Ömrünü İslam’a adayan Hasan el Benna nasıl suikasta uğradı?
Hayatını İslam'a adayan Hasan el Benna, henüz 22 yaşındayken 20. asrın en kapsamlı hareketi olan İhvan-ı Müslim'i kurdu. Sadece üç kahvehane ile başlayan onun bu mücadelesi, tüm dünyaya yayıldı. Dünya çapında 72 ülkede organize olan İhvan'ın 1928 yılında ilk filizlerini atan Mısırlı düşünür ve alim Benna, 12 Şubat 1949'da uğradığı suikast sonucu 43 yaşında hayata gözlerini yumdu. Peki, Hasan el Benna nasıl suikasta uğradı?
Giriş Tarihi: 12.02.2020
09:51
Güncelleme Tarihi: 12.02.2020
09:57
HASAN EL BENNA SUİKASTA NASIL UĞRADI?
Benna ve Müslüman Gençlik Cemiyeti Başkanı Muhammed el-Lisi, 12 Şubat 1949 tarihinde akşam saat 20 sularında Kraliçe Nazlı Caddesi'ndeki cemiyet binasından çıktığı anda suikast planı işlemeye başladı.
Benna ve Lisi kapının önündeyken cemiyetin telefonu çaldı. Başkan telefona bakmak için içeri girdiğinde silah sesleri duydu. Hemen dışarı çıkan Lisi, Benna'nın vurulduğunu gördü.
Benna'ya ateş eden otomobilin peşinden koşan Lisi, araca yetişemese de plakasını alabildi. Bedenine 7 kurşun isabet eden Benna kaldırıldığı Kasr el-Ayni Hastanesi'nde hayata veda etti.
1952 yılında açıklanan başsavcılık raporunda, Benna suikastında kullanılan "9979" plakalı aracın, İçişleri Bakanlığı Ceza Soruşturmaları Genel Müdürü Amiral Mahmud Mecid'e ait resmi araç olduğu belirtildi.
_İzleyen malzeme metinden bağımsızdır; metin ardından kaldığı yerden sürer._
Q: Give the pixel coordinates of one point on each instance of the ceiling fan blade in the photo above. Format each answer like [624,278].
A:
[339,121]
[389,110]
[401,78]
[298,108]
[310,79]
Benna'nın şehit edilmesi teşkilatın büyümesini yavaşlatmadı, tam tersine dünya çapında hızlı bir şekilde yayılmasının önünü açtı.
Hasan el Benna, kurşunlandıktan hemen sonra hastaneye kaldırıldı ama doktorlar kendilerine gelen emirler doğrultusunda kan kaybına müdahale etmedi. İhvan'ın kurucu mürşidi 12 Şubat 1949'da hastanede kan kaybından hayatını kaybetti.
Tank koruması eşliğinde cenazesi götürülüp polis koruması ile mezara defnedildi. Daha sonrasında mezarı kaybedildi.
CENAZE NAMAZINI KILMAYI YASAKLADILAR!
Hasan el-Benna'nın cenazesinin nasıl taşınıp kaldırıldığını el-Kitle Gazetesi şöyle anlattı: "Taziye için baba evine gelenler tutuklandılar . Şehit için Kur'an okumak ve cenaze namazı kılmak yasakland ı. Şehidin na'şı, önünde ve arkasında birçok silahlı polisi taşıyan arabalarla çevrili bir araba ile evine götürüldü.
Evin etrafı sarıldı, insanlar istese bile gelmelerine imkân bırakılmadı. Şehidin babası büyük âlim ve salih insan Ahmet el-Bennâ'ya polis, vefatı anında bildirdiği için altmış yaşını aşmış bulunan babanın adeta beli büküldü, sabaha kadar "Yarabbi, adaletine sığınıyorum, oğlumu şehit ettiler." diye inleyerek namaz vaktini bekledi. Evde yalnızdı. Diğer aile efradı tutuklanmışlardı."